Аля бы меня никогда не забыла, мальчик бы меня никогда не вспомнил. <…>
Буду любить его — каким бы он ни был: не за красоту, не за дарование, не за сходство, за то, что он есть. М. б. это самая большая любовь моей жизни? Может быть — СЧАСТЛИВАЯ любовь? (Такой не знаю. Любовь для меня — беда.) <…>
Мальчиков нужно баловать, — им, может быть, на войну придется [10; 345].
Галина Семеновна Родионова:
Марина не просто его любила, она его обожала трогательным глубоким обожанием. Объектом всех забот и волнений ее такой трудной жизни был Мур [1; 422].
Елена Александровна Извольская:
Он был мальчиком очень умным, но избалованным донельзя, непослушным, просто буйным. Рос он богатырем, мог бы стать Ильей Муромцем, но скорее превратился в Соловья Разбойника. Он был огромного для своих лет роста, широкоплеч, кудряв. У матери Мур научился дивному русскому языку. Он держал мать за руку, вернее, она его. Он рвался из этой «мертвой хватки». «Мама, — кричал он, — можно мне на волю?» При слове «воля» Марина отпускала сына, он убегал в чащу, и ее близорукие глаза тревожно его искали [1; 399–400].

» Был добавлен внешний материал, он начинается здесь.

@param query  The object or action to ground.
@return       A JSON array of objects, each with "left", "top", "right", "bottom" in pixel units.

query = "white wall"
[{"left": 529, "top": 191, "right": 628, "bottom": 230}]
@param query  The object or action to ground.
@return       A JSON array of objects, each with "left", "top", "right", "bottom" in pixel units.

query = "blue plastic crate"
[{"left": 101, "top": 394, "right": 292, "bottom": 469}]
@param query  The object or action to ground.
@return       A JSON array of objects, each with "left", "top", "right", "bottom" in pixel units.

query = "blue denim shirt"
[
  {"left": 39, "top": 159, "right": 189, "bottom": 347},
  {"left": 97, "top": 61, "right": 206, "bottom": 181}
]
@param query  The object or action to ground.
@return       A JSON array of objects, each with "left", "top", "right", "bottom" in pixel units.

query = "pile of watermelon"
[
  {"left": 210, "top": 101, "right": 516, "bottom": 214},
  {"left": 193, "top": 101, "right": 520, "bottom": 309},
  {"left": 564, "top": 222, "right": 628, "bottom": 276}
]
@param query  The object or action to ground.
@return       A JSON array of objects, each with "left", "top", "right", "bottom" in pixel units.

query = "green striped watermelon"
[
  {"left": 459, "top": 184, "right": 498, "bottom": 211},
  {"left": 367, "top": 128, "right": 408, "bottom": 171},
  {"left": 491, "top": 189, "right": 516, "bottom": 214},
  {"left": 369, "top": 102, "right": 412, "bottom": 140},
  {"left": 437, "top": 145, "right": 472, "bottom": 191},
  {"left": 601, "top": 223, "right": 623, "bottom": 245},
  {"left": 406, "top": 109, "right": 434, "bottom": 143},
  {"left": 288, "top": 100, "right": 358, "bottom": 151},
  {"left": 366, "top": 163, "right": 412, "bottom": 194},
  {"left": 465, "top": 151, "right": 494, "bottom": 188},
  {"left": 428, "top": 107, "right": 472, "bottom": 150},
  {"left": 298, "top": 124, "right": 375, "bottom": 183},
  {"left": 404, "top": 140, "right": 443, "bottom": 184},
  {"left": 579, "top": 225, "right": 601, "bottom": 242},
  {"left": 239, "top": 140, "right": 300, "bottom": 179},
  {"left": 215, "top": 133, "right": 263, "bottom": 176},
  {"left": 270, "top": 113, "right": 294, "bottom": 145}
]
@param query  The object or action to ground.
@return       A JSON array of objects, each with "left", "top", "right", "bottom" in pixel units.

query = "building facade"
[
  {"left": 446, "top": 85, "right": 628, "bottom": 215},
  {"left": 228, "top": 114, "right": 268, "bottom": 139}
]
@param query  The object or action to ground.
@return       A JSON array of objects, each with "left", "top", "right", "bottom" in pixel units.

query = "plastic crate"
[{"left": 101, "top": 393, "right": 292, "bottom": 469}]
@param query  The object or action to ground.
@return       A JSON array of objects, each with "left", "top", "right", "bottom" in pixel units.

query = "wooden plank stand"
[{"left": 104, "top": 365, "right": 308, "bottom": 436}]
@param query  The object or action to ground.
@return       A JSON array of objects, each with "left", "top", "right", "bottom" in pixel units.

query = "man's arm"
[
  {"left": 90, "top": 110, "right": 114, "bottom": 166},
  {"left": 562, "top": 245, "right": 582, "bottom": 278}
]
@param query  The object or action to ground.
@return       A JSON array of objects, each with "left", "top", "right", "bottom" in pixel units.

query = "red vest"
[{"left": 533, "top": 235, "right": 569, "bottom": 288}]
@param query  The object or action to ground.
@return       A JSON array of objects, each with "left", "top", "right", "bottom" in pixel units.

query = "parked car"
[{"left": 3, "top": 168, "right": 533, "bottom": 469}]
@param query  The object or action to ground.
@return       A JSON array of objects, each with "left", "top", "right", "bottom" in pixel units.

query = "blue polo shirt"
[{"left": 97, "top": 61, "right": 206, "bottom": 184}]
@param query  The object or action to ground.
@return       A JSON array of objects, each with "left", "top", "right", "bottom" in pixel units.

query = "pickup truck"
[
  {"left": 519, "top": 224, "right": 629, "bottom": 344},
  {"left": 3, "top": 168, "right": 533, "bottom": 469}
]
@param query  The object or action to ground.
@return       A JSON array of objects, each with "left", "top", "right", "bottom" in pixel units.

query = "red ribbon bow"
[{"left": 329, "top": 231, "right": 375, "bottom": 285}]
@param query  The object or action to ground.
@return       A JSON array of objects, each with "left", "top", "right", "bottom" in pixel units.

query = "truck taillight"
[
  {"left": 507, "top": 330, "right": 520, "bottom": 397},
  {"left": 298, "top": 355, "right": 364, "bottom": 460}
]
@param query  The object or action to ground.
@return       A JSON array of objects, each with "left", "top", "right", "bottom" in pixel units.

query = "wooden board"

Марина Ивановна Цветаева. Из письма Р. Н. Ломоносовой. Париж, 1 февраля 1930 г.:
Как грустно Вы пишете о сыне: «Совсем большой. Скоро женится — уйдет». Моему нынче — как раз 5 лет. Думаю об этом с его, а м. б. с до — его рожденья. Его жену конечно буду ненавидеть. Потому что она не я. (Не обратно.)